Ai Weiwei : L’art de la dissidence

Un documentaire d’Alison Klayman rend hommage à l’artiste chinois Ai Weiwei, mais sans distance.

Lena Bjurström  • 6 décembre 2012 abonné·es

Ai Weiwei est un curieux personnage. Artiste, militant et donc dissident dans un pays, la Chine, où la liberté d’expression est un rêve plus qu’une réalité, l’homme a des allures de symbole. La journaliste américaine Alison Klayman l’a suivi durant plus de deux ans, filmant la matière d’un premier long métrage en forme d’hommage. De New York à Pékin, elle y relate le parcours de l’artiste et son engagement, mélange les images du présent et du passé pour dresser le portrait, humain, d’un homme engagé. Ai Weiwei Never Sorry s’efforce ainsi de montrer l’homme derrière l’image, exercice difficile s’il en est, car c’est tout le talent d’Ai Weiwei de brouiller ces frontières.

Célèbre pour la conception du fameux « nid d’oiseau », le stade des Jeux olympiques de Pékin en 2008 (des Jeux qu’il dénoncera par la suite), Ai Weiwei se révèle par ailleurs à travers un art conceptuel, peu subtil peut-être mais efficace. L’art semble n’être, pour lui, qu’un moyen d’exprimer sa critique permanente du pouvoir, et des autorités chinoises en particulier. Mais ce ne sont pas tant ses œuvres qui font la popularité d’Ai Weiwei que le parfum de dissidence du personnage qu’il s’est créé. Alison Klayman le montre bien, le « barbu » a l’art de se mettre en scène. Toujours suivi par son cameraman attitré, il se prend en photo jusque sur son lit d’hôpital. Chacun de ses actes est une provocation directement adressée au gouvernement chinois, un doigt d’honneur sur la place Tien’an men ou l’installation, dans la maison où il est confiné par les autorités, de caméras retransmettant en direct sa vie sur Internet. Et le monde est presque immédiatement averti de sa dernière action ou opinion en date grâce à la rapidité des réseaux sociaux, qu’il alimente d’un flux presque constant de commentaires. L’homme joue ainsi sans cesse avec son image, et se transforme en icône.

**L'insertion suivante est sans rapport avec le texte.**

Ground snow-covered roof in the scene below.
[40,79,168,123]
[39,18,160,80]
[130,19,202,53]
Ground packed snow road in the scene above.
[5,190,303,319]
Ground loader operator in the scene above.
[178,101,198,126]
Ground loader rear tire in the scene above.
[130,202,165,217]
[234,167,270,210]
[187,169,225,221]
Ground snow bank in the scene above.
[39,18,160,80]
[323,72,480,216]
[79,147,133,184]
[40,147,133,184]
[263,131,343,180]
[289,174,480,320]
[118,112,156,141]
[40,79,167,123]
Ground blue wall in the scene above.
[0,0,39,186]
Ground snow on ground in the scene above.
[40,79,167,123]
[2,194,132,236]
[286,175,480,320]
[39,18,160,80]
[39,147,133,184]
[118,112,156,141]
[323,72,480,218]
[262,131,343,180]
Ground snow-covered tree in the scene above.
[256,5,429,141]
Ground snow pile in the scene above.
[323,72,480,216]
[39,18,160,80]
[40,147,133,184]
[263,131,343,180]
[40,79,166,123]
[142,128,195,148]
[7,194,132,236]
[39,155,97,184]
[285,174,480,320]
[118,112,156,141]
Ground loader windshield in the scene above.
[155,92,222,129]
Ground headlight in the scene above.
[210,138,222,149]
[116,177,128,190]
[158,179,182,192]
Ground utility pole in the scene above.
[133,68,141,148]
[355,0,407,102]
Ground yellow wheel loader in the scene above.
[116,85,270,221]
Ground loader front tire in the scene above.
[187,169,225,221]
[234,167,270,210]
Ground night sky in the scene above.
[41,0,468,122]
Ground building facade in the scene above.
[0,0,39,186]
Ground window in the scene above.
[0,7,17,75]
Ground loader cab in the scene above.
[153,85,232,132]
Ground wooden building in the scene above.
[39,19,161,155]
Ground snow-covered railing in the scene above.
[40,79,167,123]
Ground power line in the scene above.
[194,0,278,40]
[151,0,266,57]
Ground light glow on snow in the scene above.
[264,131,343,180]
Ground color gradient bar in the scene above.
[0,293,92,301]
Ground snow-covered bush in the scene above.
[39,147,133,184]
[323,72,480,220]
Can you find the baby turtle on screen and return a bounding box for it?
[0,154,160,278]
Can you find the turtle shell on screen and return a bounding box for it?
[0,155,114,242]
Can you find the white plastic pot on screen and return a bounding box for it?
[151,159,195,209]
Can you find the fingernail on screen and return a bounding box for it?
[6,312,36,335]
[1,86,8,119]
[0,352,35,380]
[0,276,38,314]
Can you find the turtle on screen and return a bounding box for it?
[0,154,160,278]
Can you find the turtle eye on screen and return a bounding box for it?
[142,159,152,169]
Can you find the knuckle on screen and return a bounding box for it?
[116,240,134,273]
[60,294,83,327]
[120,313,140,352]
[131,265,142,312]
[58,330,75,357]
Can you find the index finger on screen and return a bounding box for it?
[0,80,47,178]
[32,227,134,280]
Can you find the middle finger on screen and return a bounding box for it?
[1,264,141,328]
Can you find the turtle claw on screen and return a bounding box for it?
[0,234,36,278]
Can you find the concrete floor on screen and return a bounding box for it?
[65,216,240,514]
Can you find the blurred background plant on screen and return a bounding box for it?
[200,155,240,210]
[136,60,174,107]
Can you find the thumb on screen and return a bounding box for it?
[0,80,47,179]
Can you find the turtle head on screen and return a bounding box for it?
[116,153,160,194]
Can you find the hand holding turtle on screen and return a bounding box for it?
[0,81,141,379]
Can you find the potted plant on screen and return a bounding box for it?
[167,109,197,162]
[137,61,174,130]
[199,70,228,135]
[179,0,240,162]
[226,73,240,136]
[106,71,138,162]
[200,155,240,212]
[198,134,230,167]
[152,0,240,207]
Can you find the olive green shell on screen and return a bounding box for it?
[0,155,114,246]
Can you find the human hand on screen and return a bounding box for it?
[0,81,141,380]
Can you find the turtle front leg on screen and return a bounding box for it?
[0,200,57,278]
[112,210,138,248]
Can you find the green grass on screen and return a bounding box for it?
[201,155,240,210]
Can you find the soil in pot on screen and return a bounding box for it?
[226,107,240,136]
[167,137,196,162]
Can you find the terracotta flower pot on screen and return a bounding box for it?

Ai Weiwei est certainement le plus célèbre ** des dissidents chinois dans son propre pays, et plus le gouvernement s’acharne, plus la popularité du « barbu » grandit. Quand il est détenu pendant 81 jours, les internautes lancent des appels à sa libération. Quand il est mis à l’amende pour « évasion fiscale », ses fans se mobilisent dans tout le pays pour recueillir la somme nécessaire. Et quand on l’accuse de pornographie pour une photo de nus, une centaine de Chinois prennent la pose dans le plus simple appareil et diffusent leurs images sur Internet.

Mais ce qu’Alison Klayman ne semble pas relever, tandis qu’elle s’attache à décrire le courage de l’artiste, c’est qu’il n’est ni le plus engagé ni le plus violenté des dissidents de l’empire du Milieu. (Ni Yulan, entre autres, une avocate militant contre les expropriations de terres, est sortie de prison les genoux brisés avant d’être à nouveau enfermée en décembre 2011.) La réalisatrice s’attache tant au personnage qu’elle en oublie de le replacer dans la perspective d’une dissidence chinoise multiple, dont Ai Weiwei n’est que l’élément le plus célèbre. Elle ne peut donc analyser réellement son importance au sein des résistances chinoises. Ai Weiwei est un homme de médias, c’est bien là que semble fondée toute sa force. Il connaît le pouvoir de l’image et de l’instantané, et sait user des outils de son temps pour servir sa cause. Symbole de la dissidence, il ne combat pas, comme Ni Yulan, sur le terrain des injustices quotidiennes. Il est la voix, libre et ironique, de tous ceux qui ne s’expriment pas. L’hommage d’Alison Klayman est émouvant, intéressant, mais, à trop admirer l’homme et son combat, la réalisatrice ne prend pas le temps de s’interroger sur sa popularité, qui pourtant questionne l’art et le sens de la dissidence.